I don't vote for myself. I'm fortunate enough to have the ability to choose a candidate based on issues larger than my life and my needs. I'm not the 1 percent, but I'm fortunate enough to have more than adequate food, clothing, and shelter. That gives me the luxury of being able to choose a candidate for other than selfish reasons. Once upon a time I voted for a candidate based on the issues I most cared about at the time. Now I'm voting with a new eye. I'm voting for the candidate I think will have the most positive effect on my grandchildren's world. The issues I'm concerned most about now, looking at the world through that lens, are climate, peace and security, and education. With those issues in my sights, there was simply no contest. The candidate for me with tomorrow in mind is clearly Hillary.
I've noted that historically some people vote against their self-interests but it seems that they do so because they may be uninformed. Working-class Americans who believe Republicans are on their side, for example. That has never made sense to me. It's clear the Republicans of today are supporting the wealthier class. Do people vote Republican because they aspire to be wealthier than they are and think that by joining the club with a vote they might someday make enough money to be an actual member of the 1%? Perhaps.
But I don't think we can afford to vote based on our aspirations this year. I need action today to solve some of the problems we face. My grandson needs action today. He's only four; he doesn't know he needs this. He thinks another Hot Wheel is all he needs to be happy. That's why Grammy has to step in. My little man needs me to vote for him. I've been talking to him about voting and hope you are doing the same with you kids and grandkids. When anyone asks my grand boy for whom he would vote, he replies, "Donald Trump is not a nice person. I want Hillary Clinton to be the boss." I have no idea where he learned that!

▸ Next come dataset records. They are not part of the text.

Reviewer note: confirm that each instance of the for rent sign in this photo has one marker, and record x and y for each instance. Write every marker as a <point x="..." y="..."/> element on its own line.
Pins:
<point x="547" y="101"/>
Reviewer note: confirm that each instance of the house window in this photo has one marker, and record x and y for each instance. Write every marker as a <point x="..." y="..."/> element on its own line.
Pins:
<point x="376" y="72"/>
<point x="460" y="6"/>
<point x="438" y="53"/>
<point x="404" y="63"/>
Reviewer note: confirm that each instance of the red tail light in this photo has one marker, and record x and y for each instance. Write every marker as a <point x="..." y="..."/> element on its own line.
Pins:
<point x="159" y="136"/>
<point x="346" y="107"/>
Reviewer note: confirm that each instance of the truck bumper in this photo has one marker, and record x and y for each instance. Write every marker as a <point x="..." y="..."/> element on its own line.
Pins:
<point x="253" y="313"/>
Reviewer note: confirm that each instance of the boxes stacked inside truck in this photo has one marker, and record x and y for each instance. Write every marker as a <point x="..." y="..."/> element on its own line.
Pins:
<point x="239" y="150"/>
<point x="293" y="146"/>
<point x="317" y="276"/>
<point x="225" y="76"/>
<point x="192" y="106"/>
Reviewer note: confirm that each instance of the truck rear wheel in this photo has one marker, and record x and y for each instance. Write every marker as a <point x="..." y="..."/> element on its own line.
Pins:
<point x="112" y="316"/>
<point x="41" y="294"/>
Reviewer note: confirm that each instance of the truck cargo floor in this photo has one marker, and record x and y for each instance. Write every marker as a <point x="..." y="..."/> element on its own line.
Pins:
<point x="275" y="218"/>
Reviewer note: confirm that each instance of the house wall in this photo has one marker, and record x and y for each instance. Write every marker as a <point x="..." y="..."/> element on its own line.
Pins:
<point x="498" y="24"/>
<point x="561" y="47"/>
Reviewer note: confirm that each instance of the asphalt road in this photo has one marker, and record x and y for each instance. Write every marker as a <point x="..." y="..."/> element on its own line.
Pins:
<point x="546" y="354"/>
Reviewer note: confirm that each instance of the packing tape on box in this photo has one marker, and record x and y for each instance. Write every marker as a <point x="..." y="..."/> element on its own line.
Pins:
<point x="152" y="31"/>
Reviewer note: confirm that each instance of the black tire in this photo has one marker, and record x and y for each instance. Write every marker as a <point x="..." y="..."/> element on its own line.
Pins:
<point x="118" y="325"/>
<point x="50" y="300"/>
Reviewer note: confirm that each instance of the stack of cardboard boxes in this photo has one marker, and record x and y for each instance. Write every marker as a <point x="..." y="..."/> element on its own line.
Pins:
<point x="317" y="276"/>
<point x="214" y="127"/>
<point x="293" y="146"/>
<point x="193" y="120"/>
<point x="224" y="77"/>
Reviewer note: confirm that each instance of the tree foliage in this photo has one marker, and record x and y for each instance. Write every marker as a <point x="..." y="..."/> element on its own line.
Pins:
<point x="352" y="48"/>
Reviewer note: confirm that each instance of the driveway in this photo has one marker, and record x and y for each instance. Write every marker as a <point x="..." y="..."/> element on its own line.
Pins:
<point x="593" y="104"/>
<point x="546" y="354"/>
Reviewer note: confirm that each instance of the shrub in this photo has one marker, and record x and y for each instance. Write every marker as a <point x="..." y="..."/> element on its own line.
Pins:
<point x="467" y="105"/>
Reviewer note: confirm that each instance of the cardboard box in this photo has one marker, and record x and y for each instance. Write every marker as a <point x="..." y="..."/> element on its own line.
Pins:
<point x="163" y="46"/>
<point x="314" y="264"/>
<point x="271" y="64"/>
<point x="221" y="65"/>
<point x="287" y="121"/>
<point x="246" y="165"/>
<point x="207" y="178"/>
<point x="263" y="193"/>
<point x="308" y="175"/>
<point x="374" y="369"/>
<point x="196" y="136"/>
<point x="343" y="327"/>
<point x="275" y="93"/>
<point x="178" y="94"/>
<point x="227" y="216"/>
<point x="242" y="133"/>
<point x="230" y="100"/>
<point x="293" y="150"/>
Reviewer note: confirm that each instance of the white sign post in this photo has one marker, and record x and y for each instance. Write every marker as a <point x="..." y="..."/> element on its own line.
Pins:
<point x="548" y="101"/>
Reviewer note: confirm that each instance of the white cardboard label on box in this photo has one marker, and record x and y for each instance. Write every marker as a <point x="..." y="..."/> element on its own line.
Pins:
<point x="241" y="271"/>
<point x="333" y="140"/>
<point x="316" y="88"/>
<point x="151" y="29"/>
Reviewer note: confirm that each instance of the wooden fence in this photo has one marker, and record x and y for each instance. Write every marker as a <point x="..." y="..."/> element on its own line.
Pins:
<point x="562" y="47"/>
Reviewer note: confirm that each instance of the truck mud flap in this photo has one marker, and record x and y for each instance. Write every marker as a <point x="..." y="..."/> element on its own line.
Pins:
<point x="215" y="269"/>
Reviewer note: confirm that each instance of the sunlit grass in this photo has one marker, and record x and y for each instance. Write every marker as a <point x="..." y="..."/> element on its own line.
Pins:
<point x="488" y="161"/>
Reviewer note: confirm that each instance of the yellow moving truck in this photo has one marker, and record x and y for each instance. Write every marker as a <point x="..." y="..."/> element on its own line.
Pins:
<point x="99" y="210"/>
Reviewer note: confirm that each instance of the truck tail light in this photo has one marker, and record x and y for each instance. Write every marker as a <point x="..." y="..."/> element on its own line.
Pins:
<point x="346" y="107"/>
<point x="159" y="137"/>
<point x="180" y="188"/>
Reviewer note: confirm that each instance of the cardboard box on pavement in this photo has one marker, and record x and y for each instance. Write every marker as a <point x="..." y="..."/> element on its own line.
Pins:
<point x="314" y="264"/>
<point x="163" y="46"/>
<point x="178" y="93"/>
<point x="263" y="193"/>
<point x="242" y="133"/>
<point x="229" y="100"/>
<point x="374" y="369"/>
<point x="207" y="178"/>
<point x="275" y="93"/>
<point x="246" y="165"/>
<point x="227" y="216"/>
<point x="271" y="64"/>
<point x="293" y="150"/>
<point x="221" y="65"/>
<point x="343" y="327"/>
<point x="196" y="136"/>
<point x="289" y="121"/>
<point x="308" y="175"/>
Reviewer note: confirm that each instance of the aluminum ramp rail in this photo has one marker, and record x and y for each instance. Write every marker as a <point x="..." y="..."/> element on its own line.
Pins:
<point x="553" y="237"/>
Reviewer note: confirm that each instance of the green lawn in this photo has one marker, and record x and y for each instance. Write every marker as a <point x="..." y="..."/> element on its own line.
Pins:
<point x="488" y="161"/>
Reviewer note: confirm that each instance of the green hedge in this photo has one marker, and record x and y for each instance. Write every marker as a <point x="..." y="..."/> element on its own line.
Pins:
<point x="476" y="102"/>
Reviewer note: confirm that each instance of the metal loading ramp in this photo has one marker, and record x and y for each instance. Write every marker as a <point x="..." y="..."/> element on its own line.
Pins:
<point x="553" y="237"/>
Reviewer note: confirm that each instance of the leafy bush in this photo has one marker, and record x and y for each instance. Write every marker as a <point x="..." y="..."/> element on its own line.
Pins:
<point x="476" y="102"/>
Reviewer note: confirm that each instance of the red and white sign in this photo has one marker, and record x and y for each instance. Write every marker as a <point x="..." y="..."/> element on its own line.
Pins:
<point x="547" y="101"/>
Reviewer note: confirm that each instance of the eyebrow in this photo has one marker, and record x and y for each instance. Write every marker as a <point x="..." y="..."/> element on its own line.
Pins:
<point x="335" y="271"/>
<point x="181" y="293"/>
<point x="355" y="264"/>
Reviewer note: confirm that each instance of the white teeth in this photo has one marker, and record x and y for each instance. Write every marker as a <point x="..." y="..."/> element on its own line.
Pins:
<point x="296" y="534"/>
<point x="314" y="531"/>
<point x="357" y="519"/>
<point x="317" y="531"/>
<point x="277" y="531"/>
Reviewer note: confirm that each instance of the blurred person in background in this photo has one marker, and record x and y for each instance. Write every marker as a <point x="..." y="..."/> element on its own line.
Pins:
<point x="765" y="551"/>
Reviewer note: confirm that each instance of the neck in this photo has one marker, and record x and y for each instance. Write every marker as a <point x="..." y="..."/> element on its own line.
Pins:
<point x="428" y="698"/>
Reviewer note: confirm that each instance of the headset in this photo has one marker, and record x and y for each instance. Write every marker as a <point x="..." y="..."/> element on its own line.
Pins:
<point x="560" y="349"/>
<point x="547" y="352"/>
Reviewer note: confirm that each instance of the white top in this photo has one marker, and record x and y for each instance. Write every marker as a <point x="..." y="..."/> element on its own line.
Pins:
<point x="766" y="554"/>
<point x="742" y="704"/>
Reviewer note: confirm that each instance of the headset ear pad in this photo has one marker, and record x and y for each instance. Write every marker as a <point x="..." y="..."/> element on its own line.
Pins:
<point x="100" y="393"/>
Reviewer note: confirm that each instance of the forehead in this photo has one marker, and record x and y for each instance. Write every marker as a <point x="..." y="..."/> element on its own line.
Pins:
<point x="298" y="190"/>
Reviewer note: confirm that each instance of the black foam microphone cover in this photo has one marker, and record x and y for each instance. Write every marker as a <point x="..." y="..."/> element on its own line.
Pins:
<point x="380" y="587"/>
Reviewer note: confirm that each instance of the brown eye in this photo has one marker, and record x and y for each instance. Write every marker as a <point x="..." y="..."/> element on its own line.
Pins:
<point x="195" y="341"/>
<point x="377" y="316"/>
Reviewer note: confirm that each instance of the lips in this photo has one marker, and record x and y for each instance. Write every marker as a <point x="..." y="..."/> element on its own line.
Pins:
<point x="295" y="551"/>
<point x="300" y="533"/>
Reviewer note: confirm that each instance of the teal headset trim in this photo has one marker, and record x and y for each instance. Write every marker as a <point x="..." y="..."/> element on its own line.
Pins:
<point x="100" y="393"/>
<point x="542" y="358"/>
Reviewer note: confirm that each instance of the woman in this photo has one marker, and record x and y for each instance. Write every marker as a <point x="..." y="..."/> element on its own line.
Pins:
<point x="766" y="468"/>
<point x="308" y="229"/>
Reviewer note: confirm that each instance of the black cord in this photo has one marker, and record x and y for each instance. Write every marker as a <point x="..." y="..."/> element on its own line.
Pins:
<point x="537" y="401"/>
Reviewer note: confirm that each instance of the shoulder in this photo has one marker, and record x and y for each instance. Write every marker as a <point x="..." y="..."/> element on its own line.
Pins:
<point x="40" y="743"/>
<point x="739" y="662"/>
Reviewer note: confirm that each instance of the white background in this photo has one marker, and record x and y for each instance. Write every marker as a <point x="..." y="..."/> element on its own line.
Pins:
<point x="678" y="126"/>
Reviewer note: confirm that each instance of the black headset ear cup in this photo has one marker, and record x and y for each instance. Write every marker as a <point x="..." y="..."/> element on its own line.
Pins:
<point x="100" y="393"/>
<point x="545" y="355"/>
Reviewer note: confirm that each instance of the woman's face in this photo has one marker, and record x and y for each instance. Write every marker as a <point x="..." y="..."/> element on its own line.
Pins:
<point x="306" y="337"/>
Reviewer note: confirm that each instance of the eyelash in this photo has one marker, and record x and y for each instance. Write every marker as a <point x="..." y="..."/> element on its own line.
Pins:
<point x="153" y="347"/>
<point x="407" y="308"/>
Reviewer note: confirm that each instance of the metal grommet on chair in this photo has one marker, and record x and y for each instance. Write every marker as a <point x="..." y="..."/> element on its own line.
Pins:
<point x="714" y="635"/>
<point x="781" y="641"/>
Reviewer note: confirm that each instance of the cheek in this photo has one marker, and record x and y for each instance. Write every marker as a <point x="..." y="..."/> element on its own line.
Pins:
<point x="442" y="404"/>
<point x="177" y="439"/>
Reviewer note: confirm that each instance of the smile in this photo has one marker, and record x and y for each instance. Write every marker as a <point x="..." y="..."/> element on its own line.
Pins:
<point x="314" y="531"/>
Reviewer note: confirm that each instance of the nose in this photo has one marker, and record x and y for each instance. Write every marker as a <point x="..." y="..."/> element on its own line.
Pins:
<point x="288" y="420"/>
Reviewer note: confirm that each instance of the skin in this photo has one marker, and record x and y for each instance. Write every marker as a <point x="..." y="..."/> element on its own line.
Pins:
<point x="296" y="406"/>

Children in public schools need me to vote for them. Our public schools are in need of help; they need a candidate who cares enough about education to fund initiatives to find answers to what ails the schools. The AFT supports Hillary. I'm voting for them.
I'm in my 60s. I'm pretty sure the planet will survive through my life span. But, unlike me, kids born this year, as my second grandson will be, will still be trying to breathe 50 years from now. Hillary has a plan to save the planet, Trump believes climate change is a hoax. The unborn who will breathe 50 years from now? Yes, I'm voting for them.
And, speaking of those who aren't yet born... Trump's record on women is every woman's worst nightmare. For the girls born today who will grow up to be women and must have equal rights in all aspects of life, I'm voting for those girls.
I know some people are angry. They work or have trouble finding work but either way they believe they've been denied "the American dream." I'm grateful to have had a quality public school education and then satisfying work that enabled me to provide comfort and stability for my family. I know others have not been so lucky and they are angry. They mistakenly believe Trump has their backs while I believe he'd stab them in their backs. Those angry people? Yes, I'm voting for them too.
I'm white. I'm middle-aged (Okay, some might call me old but I'm not there yet, not that there's anything wrong with "old.") I've raised three daughters who've been taught since birth to respect all people, to eschew discrimination and instead to work in furtherance of peace and harmony. The hatred and bigotry Trump has embraced and woven into the tapestry of his campaign has brought prejudice up to a level of societal acceptance. He's made hatred a plank of his platform and somehow that has translated into a segment of the population who now believe it's okay and even cool to publicly announce how bigoted they are.
It's unfortunately a legacy likely to live well past Election Day. It will take years of work to dial back this despicable side effect of Trump's lethal campaign of fear and loathing.
So, yes, those people who think it's okay to hold hatred and discrimination up as a gold standard of how we should view each other? I'm even voting for those people, who clearly have no clue how scary they are.
I'm voting for my grandkids, I'm voting for working class people who need good jobs with fair wages, I'm voting for young girls, I'm voting for those with hate in their hearts, I'm voting for minorities who are facing untold prejudice, I'm voting for people not yet born. I am none of those people. Am I voting for myself too? Sure. I don't want to live in a country so lost it chooses a leader who would take us so far afield from everything that matters.
You know who I'm not voting for? Those people who are throwing up their hands and discarding their precious vote. They won't vote because they don't like the candidates, they think the system is rigged, they have no idea how foolish and, yes, selfish, they are with this move. They're not smart, they're not protestors, they're cowards. Choosing isn't always easy. Sometimes doing the right thing means doing a hard thing. If voting is difficult for you that's all the more reason to participate.
I am not voting for them. I can't. Neither can you. They have to do that for themselves.
When I walk into the voting booth this year, I'll close the curtain, close my eyes, take a breath and quietly sing the verse from John Lennon's ode to what could be, "Imagine." I'll visualize "all the people living life in peace" and I'll vote for Hillary.
Who are you voting for and what song will you be singing?